Methods for Calculating the Resistance of Grounding Devices with Backfilling Special Compositions
Traditional analytical methods for calculating and designing of grounding devices (GDs) in heterogeneous soils can lead to results that do not correspond to those obtained in practice. The empirical coefficients used in calculations of grounding systems given in various literature sources do not always give an explicable and significant discrepancy with the same initial data. In this paper, some well-known methods for calculating the spreading resistance of GDs are considered and the obtained results are compared with experimental data.
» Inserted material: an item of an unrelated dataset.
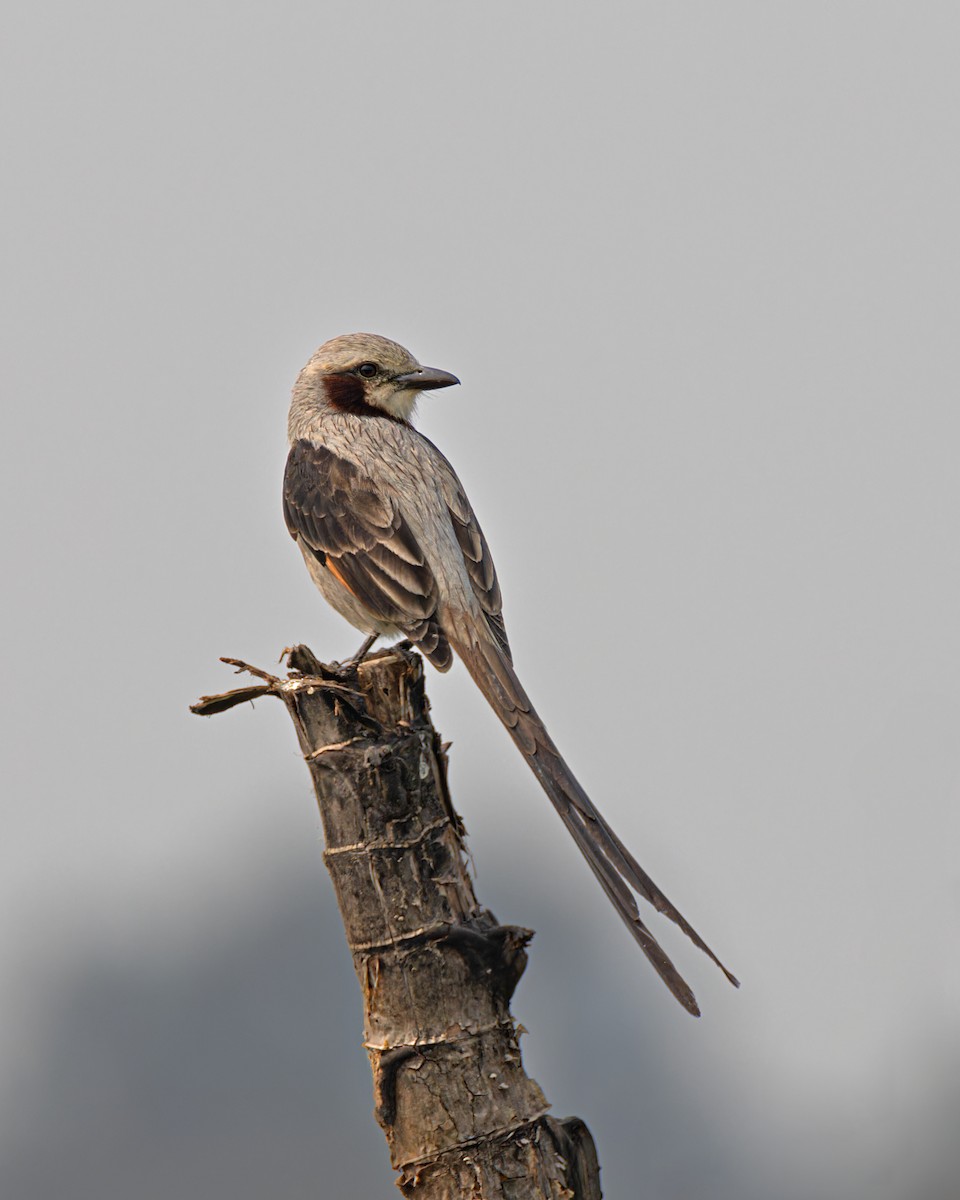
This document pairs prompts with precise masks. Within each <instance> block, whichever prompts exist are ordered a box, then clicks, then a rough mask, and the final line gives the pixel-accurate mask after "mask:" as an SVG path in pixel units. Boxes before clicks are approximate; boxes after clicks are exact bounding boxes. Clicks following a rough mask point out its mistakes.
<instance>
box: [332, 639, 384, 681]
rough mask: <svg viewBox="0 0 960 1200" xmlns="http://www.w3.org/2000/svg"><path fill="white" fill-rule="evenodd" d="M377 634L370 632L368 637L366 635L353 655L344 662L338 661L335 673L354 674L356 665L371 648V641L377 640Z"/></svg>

It is shown that the recommendations and algorithms for calculating the resistance of GDs, presented in the well-known reference literature and regulatory documentation, do not give full and correct description for grounding devices installed in heterogeneous soil. In particular, it is shown that such a factor as the proportional ratio of soils with different resistivity practically does not affect the final result. This fact may mislead specialists, since the results obtained may differ significantly from what is observed in practice after the installation of GDs. The study proposes a calculation method and shows a fairly good convergence of the results with experimental data, and defines a further direction in optimizing calculation methods GDs.